A woman is waiting for a man to return. She doesn’t know his name, or what he does, but she knows he comes from Rotherfield, so she refers to him as ‘my Rotherfield friend’ and we learn that she has met him once a month for nine years, regular as clockwork, and that she has received £3 a time for some unspecified service… then nothing. No telegram, no letter, no visit. Is he dead? Ill? Has he lost interest?
He brought a welcome change to her life, she decides. It had been a sort of holiday when she got his wire or letter. Then Mr Scott (she always thinks of her husband this way) knew he’d ‘have to manage everything himself’. She would take a bath, dress with care, add a drop or two of Coty’s Chypre (too expensive for any but special occasions) then off to the lounge of the Queen’s for a light lunch, sitting with well-dressed people, having a drink and a chat and another drink before going to the hotel…
Now, if he never came to see her again, or if she never saw him again, life would just go on as if it were a wet November all the time.
At this point I realised my suspicions about the exact nature of the service she provided were quite correct. Our lady is on the game, and her Rotherfield friend is her only client, and has been for a long time, although she once had many more gentlemen friends. But it all seems very normal, mundane almost, and she approaches sex much as she does any other domestic activity, and enjoys a nice cup of tea afterwards! She even discusses the situation with her husband (who is unemployed) in much the same way that other women might talk about problems at the factory, or the shop, or the office. Mrs Scott is very matter of fact about things. She will miss the £3 a month, and her husband will have to go without tobacco.
|I imagine Mrs Scott a bit like this Beryl Cook woman,
but in 1940s clothes, with red hair. A rather sad figure really,
but still liking a good time
Her chances of finding another ‘friend’ are not good. She’s getting older, putting on weight, wears too much rouge and make up, and too much henna on her hair. She’s too conspicuous says her critical daughter, with all the confidence of youth on her side.
There is no resolution here, no happy ending. At the end of the tale there is still no news from the mysterious Rotherfield friend, and life goes on in its usual fashion.

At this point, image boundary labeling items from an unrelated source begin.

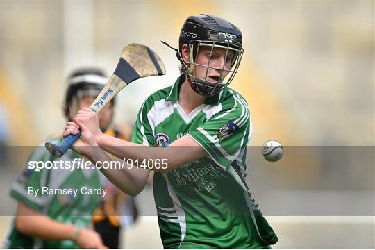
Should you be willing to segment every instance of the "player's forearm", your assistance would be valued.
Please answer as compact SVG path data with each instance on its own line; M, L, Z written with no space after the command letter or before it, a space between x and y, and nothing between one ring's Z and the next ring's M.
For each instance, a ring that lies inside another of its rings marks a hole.
M89 159L99 167L101 167L103 162L112 160L99 147L97 147L94 151L94 153L90 156ZM113 185L132 196L138 194L143 190L148 176L148 172L144 169L100 167L100 171Z
M183 146L174 142L169 147L160 148L144 147L136 143L124 141L106 135L101 135L97 138L97 142L106 151L121 158L138 160L138 167L142 167L140 162L146 162L153 164L147 165L149 169L159 172L167 172L183 164L198 159L205 156L205 152L197 147ZM157 165L162 162L166 165Z
M43 215L17 216L17 229L26 235L46 240L72 239L76 226L55 222Z

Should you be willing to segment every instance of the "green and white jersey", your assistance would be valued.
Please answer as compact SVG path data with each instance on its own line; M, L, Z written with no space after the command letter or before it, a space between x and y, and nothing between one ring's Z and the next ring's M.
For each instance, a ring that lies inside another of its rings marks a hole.
M132 137L136 143L166 147L188 135L208 156L167 174L155 173L153 194L164 247L269 247L278 238L245 181L252 133L246 101L225 88L186 115L178 103L181 83L180 77L173 86L147 98Z
M58 138L55 140L53 143L59 144L61 138ZM44 147L38 147L28 159L26 170L13 183L10 195L19 202L26 204L55 221L87 228L94 209L101 201L101 197L88 194L87 192L83 191L101 188L102 176L99 174L99 171L96 168L75 169L71 171L71 169L54 167L35 171L28 167L30 161L45 162L62 160L72 162L74 158L78 158L78 155L69 149L60 159L56 159L47 151ZM47 191L44 194L42 194L43 188ZM59 194L55 194L49 192L53 190L74 189L77 190L75 194L61 192ZM35 192L31 194L30 190L39 190L38 194L35 195ZM43 240L24 235L17 230L15 222L13 220L3 243L3 248L78 248L70 240Z

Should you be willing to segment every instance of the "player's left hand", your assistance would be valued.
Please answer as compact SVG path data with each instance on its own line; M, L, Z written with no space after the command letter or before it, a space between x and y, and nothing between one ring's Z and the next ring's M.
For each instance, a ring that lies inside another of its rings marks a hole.
M88 108L83 108L77 112L75 118L89 128L97 142L97 138L103 135L100 130L98 115Z

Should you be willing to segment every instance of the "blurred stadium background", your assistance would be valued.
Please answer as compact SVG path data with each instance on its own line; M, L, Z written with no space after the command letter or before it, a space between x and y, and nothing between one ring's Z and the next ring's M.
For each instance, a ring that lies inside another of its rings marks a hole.
M12 158L10 147L38 145L62 130L69 72L94 65L110 74L128 43L155 50L167 76L133 83L117 97L116 121L132 126L143 100L178 74L174 53L160 41L177 47L188 16L212 13L229 19L244 37L245 53L231 87L251 108L248 182L279 236L274 248L375 247L373 1L0 6L0 240L11 219L4 211L15 208L9 185L29 153ZM271 139L287 146L284 158L273 164L257 147ZM140 194L141 210L152 206L150 201L152 190ZM123 247L162 247L155 217L141 217L124 233Z

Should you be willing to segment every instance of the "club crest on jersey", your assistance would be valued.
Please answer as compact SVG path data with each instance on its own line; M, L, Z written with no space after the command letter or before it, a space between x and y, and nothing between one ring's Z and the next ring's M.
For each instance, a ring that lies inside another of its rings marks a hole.
M228 121L225 123L220 128L216 131L216 134L220 140L228 138L235 132L240 130L240 127L233 122Z
M155 135L155 144L158 147L166 147L169 145L169 138L165 133Z
M73 190L74 188L72 186L64 186L61 188L61 190ZM69 206L73 204L78 197L74 197L74 194L60 194L58 196L58 202L64 206Z

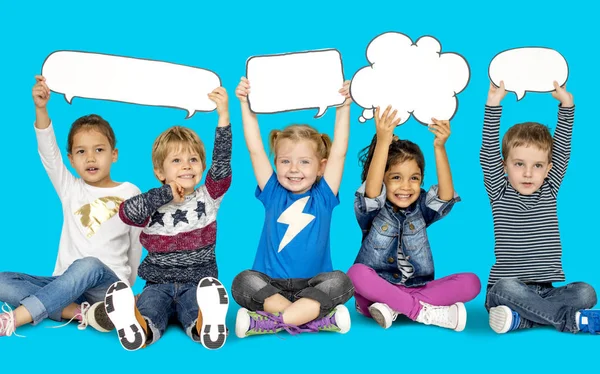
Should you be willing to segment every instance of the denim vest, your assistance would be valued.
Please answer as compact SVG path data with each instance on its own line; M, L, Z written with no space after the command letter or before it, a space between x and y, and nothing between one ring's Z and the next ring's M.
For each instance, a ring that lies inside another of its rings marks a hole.
M386 199L385 185L381 194L365 197L365 183L356 191L354 212L362 230L362 245L354 263L364 264L393 284L402 284L398 265L398 250L412 265L414 272L404 282L406 287L418 287L434 279L433 257L426 227L446 216L460 197L450 201L438 197L438 186L428 192L421 189L417 201L405 210L394 211Z

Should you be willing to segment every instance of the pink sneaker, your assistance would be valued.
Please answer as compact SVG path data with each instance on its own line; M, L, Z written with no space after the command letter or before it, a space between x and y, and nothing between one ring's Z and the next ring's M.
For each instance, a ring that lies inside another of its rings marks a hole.
M15 333L17 327L15 326L15 312L8 306L8 304L2 305L2 314L0 314L0 336L20 336Z

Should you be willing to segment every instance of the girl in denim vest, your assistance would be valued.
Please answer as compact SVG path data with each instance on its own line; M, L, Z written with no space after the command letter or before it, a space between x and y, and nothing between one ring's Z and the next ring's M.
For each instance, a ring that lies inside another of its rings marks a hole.
M426 228L446 216L455 202L445 143L450 123L433 119L438 185L421 189L425 160L419 147L393 135L399 119L388 107L375 111L377 133L363 150L363 184L354 210L362 245L348 271L356 308L388 328L398 314L413 321L462 331L467 321L463 302L477 296L479 278L460 273L434 279Z

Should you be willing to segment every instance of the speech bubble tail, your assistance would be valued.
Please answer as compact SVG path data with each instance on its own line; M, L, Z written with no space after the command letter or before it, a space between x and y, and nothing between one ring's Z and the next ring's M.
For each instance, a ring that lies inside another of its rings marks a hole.
M319 107L319 111L317 112L317 115L315 116L315 118L319 118L321 117L323 114L325 114L325 112L327 111L327 107Z
M515 94L517 95L517 101L525 97L525 91L515 91Z

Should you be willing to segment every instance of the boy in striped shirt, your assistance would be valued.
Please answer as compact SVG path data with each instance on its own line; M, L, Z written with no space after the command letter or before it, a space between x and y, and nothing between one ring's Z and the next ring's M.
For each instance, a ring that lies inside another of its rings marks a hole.
M587 283L563 282L556 197L571 153L573 96L554 82L560 102L554 139L534 122L511 127L499 147L504 82L490 84L480 162L492 206L496 263L486 309L497 333L539 325L559 331L600 333L596 292Z

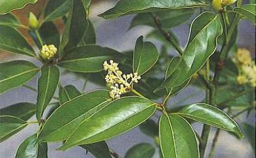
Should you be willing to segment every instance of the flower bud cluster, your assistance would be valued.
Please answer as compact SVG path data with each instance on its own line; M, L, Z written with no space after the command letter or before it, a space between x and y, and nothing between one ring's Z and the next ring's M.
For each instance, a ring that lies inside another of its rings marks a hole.
M245 49L239 49L233 61L238 68L238 83L240 85L250 83L252 87L256 87L256 66L251 60L250 52Z
M133 84L138 83L141 78L137 73L123 74L119 70L118 64L112 60L110 60L110 64L105 61L103 67L105 71L108 71L105 80L107 83L111 85L110 96L113 99L119 98L121 94L131 91Z

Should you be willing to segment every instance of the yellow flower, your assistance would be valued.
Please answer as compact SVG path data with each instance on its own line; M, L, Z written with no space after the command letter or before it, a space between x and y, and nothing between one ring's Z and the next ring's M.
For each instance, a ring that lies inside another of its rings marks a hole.
M118 68L118 64L112 60L108 64L107 61L103 63L103 68L108 73L105 76L105 81L111 85L110 96L113 99L120 98L121 94L129 92L134 83L138 83L141 79L137 73L123 74Z
M42 47L42 49L40 51L40 55L45 60L50 60L56 56L57 50L58 49L54 45L45 45Z

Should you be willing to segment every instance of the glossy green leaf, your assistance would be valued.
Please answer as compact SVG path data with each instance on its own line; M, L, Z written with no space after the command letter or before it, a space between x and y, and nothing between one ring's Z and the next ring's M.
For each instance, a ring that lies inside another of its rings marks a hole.
M155 104L135 96L114 100L83 121L59 149L98 142L125 132L153 115Z
M240 137L243 134L234 119L221 109L204 103L188 105L175 114L232 132Z
M121 53L113 49L88 45L77 47L68 52L58 65L75 72L99 72L103 70L102 64L105 60L118 59L121 56Z
M116 18L121 16L150 12L157 11L168 10L169 9L188 9L200 7L205 4L198 0L144 0L138 1L137 0L119 1L116 5L106 12L100 14L104 18Z
M156 47L151 42L144 42L143 36L139 37L133 52L133 72L143 75L156 64L158 59Z
M65 102L46 121L39 134L39 140L59 142L66 140L82 121L104 107L108 102L108 98L107 90L97 90Z
M199 71L217 48L217 39L223 33L220 18L209 12L199 15L192 22L188 44L178 68L159 88L176 87Z
M199 157L195 132L182 117L163 115L160 120L159 132L163 158Z
M18 28L21 23L15 15L9 13L5 15L0 15L0 25Z
M104 141L80 146L91 153L95 158L112 158L108 146Z
M171 28L179 26L188 20L194 13L194 9L178 9L163 12L156 12L163 27ZM131 24L130 28L146 25L156 27L151 13L142 13L137 15Z
M47 158L47 144L37 142L37 134L26 138L18 147L15 158Z
M21 86L32 79L39 69L27 61L16 60L0 64L0 94Z
M65 28L59 47L60 56L62 57L68 50L77 47L82 38L88 25L86 19L85 10L81 0L73 0L70 5L70 12Z
M44 65L41 68L41 77L38 79L37 102L35 113L40 121L43 111L51 102L57 88L60 71L57 67Z
M80 92L73 85L67 85L64 87L60 87L58 98L60 104L63 104L64 102L81 95Z
M13 116L0 116L0 143L27 126L27 123Z
M0 1L0 14L6 14L13 10L22 9L26 5L33 4L37 1L37 0L1 0Z
M155 153L155 148L150 144L139 144L129 149L125 158L152 158Z
M49 0L45 7L44 20L52 21L70 11L72 0Z
M32 47L17 30L0 25L0 50L35 56Z
M17 103L0 109L0 115L11 115L22 120L30 119L35 113L35 105L28 102Z
M256 24L256 5L246 5L234 9L238 12Z
M243 123L242 126L251 148L255 151L255 125L252 125L247 123Z

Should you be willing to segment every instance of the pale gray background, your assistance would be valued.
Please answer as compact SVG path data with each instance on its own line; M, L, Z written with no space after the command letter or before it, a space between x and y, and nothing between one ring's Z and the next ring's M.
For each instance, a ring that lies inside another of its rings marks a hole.
M140 35L146 35L151 28L143 26L137 27L127 31L133 16L123 16L115 20L104 20L96 16L98 13L101 13L104 10L106 10L106 9L112 7L115 3L116 2L114 1L103 1L97 5L93 6L91 9L91 19L95 24L97 33L97 43L100 45L108 47L119 51L131 50L133 49L137 38ZM184 24L181 27L173 30L174 32L180 38L181 43L183 45L186 43L188 30L189 26L188 24ZM254 26L251 22L244 21L240 26L239 30L239 46L246 47L251 51L254 51L255 42ZM254 54L254 52L253 52ZM35 87L36 81L34 79L30 82L29 85ZM77 89L81 89L83 87L83 81L81 79L68 75L65 78L62 78L61 83L64 85L70 83L74 84ZM97 88L98 87L89 83L87 90ZM194 102L195 100L201 101L204 98L204 94L202 92L198 91L198 90L193 88L188 88L184 90L177 97L173 98L169 104L177 105L177 102L179 100L179 98L186 97L186 95L191 93L194 94L194 99L188 99L185 102L179 103L179 104L184 105L186 103ZM25 88L12 89L0 95L0 108L20 102L31 102L35 103L36 102L36 98L37 94L35 92ZM242 120L244 120L244 118L245 116L242 116L238 117L237 121L241 122ZM32 120L35 120L35 118L32 118ZM251 115L249 122L255 123L255 115ZM201 130L201 126L199 124L194 125L194 126L198 131ZM26 138L34 134L36 130L36 125L30 125L20 132L10 138L8 140L0 144L0 157L14 157L16 150L19 144ZM108 146L121 156L123 156L127 150L133 145L144 142L148 142L154 144L153 140L141 133L138 128L107 141ZM49 144L49 158L93 157L90 153L85 155L85 150L78 147L73 148L64 152L56 151L55 149L60 145L60 144ZM209 146L211 144L208 145ZM224 131L222 131L220 134L219 142L217 144L217 153L215 157L219 158L251 158L255 157L250 145L245 139L239 140L234 136ZM158 156L156 155L155 157L158 157Z

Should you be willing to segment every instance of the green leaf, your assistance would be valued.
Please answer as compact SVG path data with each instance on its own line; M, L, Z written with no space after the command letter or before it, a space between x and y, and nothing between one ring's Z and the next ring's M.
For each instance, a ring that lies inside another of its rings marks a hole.
M143 36L139 37L133 52L133 72L143 75L156 64L158 60L156 47L151 42L144 42Z
M32 47L16 29L0 25L0 50L35 56Z
M80 92L73 85L67 85L65 87L60 87L58 92L60 104L63 104L79 95L81 95Z
M137 0L119 1L116 5L103 14L100 14L104 18L116 18L121 16L164 11L169 9L195 8L205 6L204 3L198 0L144 0L138 1Z
M68 54L68 51L78 45L83 37L88 25L85 8L81 0L73 0L70 7L71 10L58 49L60 57L65 54Z
M27 123L13 116L0 116L0 143L27 126Z
M235 133L243 137L238 124L221 109L204 103L188 105L175 114Z
M188 9L156 12L155 14L160 18L163 28L171 28L184 23L194 13L194 9ZM130 29L140 25L157 27L151 13L142 13L137 15L131 22Z
M243 123L242 123L242 126L245 132L246 138L251 144L251 148L255 151L255 125Z
M104 107L108 102L108 98L107 90L97 90L65 102L45 121L39 136L39 141L66 140L82 121Z
M37 1L37 0L19 0L19 1L1 0L0 3L0 14L5 14L12 10L22 9L26 5L33 4Z
M30 119L35 113L35 105L28 102L17 103L0 109L1 115L11 115L22 120Z
M0 63L0 94L23 85L37 73L39 69L27 61Z
M91 153L95 158L112 158L105 141L80 146Z
M140 97L124 97L107 104L84 120L58 148L108 140L139 125L156 111L156 103Z
M188 44L176 71L158 89L175 87L199 71L217 48L217 39L223 30L220 18L209 12L199 15L192 22Z
M152 158L155 148L150 144L142 143L131 148L126 153L125 158Z
M70 11L72 0L49 0L45 7L44 21L53 21Z
M246 18L251 20L255 25L256 24L256 5L246 5L242 7L236 7L234 9L236 12L238 12L244 16Z
M160 120L159 132L163 158L199 157L195 132L182 117L163 115Z
M58 65L75 72L93 73L103 70L105 60L118 59L122 54L113 49L95 45L78 47L67 53Z
M15 15L9 13L5 15L0 15L0 25L18 28L21 23Z
M47 144L37 144L37 134L27 138L18 147L15 158L47 158Z
M60 71L57 67L44 65L41 68L41 77L38 79L37 102L35 113L40 121L43 111L51 102L57 88Z

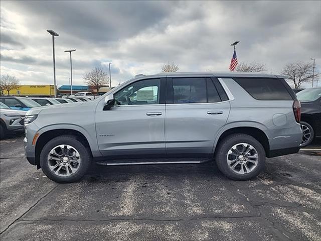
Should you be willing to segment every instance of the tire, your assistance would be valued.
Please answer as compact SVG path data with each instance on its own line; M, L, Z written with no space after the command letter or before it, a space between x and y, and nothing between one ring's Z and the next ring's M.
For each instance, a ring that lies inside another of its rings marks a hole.
M49 141L40 159L44 173L59 183L79 180L91 163L90 151L74 136L60 136Z
M220 171L235 180L253 179L263 169L265 163L265 151L261 143L246 134L233 134L224 138L219 143L215 157Z
M7 136L7 130L4 125L0 123L0 139L3 139Z
M313 141L314 131L311 125L305 122L301 122L301 130L302 130L301 147L304 147L309 145Z

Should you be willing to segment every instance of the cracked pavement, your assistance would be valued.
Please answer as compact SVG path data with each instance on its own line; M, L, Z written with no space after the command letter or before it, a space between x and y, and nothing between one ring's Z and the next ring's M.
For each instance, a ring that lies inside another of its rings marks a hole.
M248 181L208 163L94 166L58 184L22 140L0 142L2 241L321 240L321 154L267 159Z

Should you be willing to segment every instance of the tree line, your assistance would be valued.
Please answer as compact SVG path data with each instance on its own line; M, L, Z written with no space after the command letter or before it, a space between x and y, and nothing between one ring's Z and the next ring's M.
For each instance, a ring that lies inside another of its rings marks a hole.
M160 68L163 72L177 72L179 69L179 66L174 62L164 64ZM261 72L266 70L264 64L255 62L240 63L235 69L236 72ZM317 79L320 73L315 71L313 74L312 63L298 61L286 64L280 74L287 76L287 79L293 83L294 88L299 88L302 84L311 82L313 78ZM109 77L108 73L102 68L96 67L85 74L83 79L98 93L100 88L107 85ZM2 75L0 78L0 93L3 94L6 91L9 95L11 91L18 89L20 85L20 81L16 77L8 74Z

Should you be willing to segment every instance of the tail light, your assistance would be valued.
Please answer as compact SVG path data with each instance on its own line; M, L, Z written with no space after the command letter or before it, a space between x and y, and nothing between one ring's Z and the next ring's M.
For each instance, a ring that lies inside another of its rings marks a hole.
M293 112L294 113L295 120L298 123L301 121L301 104L298 100L294 100L293 103Z

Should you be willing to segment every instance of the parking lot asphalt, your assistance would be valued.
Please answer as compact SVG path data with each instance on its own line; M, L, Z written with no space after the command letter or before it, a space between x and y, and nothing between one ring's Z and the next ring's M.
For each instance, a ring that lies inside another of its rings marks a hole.
M248 181L210 162L94 166L58 184L29 164L22 140L0 141L2 241L321 240L319 143L267 159Z

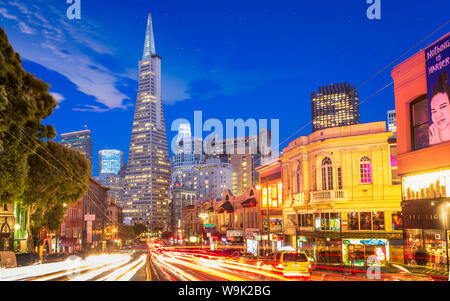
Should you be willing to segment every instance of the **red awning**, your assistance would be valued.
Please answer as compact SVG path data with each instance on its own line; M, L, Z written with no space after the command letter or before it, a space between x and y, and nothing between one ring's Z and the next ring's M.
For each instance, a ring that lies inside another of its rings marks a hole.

The Test, by Angelica Gibbs, is very different, which is just as well really! Published in 1940 (two years after the last tale) it’s a very short story about the nature of prejudice, which leaves a bitter taste in the mouth. Marian has a college degree, and has held a driving licence for three years, but must take another in the state where she now works, so she can take her employer’s children to school and bring them home again. She’s already failed one test, and her employer accompanies her.
“It’s probably better to have someone a little older with you,” Mrs Ericson said as Marian slipped into the driver’s seat beside her. “Perhaps last time your cousin Bill made you nervous, talking too much on the way.”
But Marian knows only too well what went wrong last time, and she fears the ordeal that lies ahead. It doesn’t matter how well she drives, the inspector will fail her – because she is coloured. And that’s the exactly what happens. The inspector is outrageously offensive – he made my blood boil with his crass remarks and behaviour. He calls Marian Mandy-Lou, talks about picaninnies, and treats her like dirt, as if she belongs to some lesser species.
Eventually she loses her temper (frankly, I think she should have gone the whole hog and smacked him in the mouth), and he makes four random crosses on her application form.
It would be nice to think that we’ve learned something over the last 70 years, and that people no longer treat others like this in America, or anywhere else. But sadly, prejudice still exists, and all kinds of people are victimised all over the world, because of their ethnicity, or their religion, or sexuality, so we don’t seem to have learned anything at all.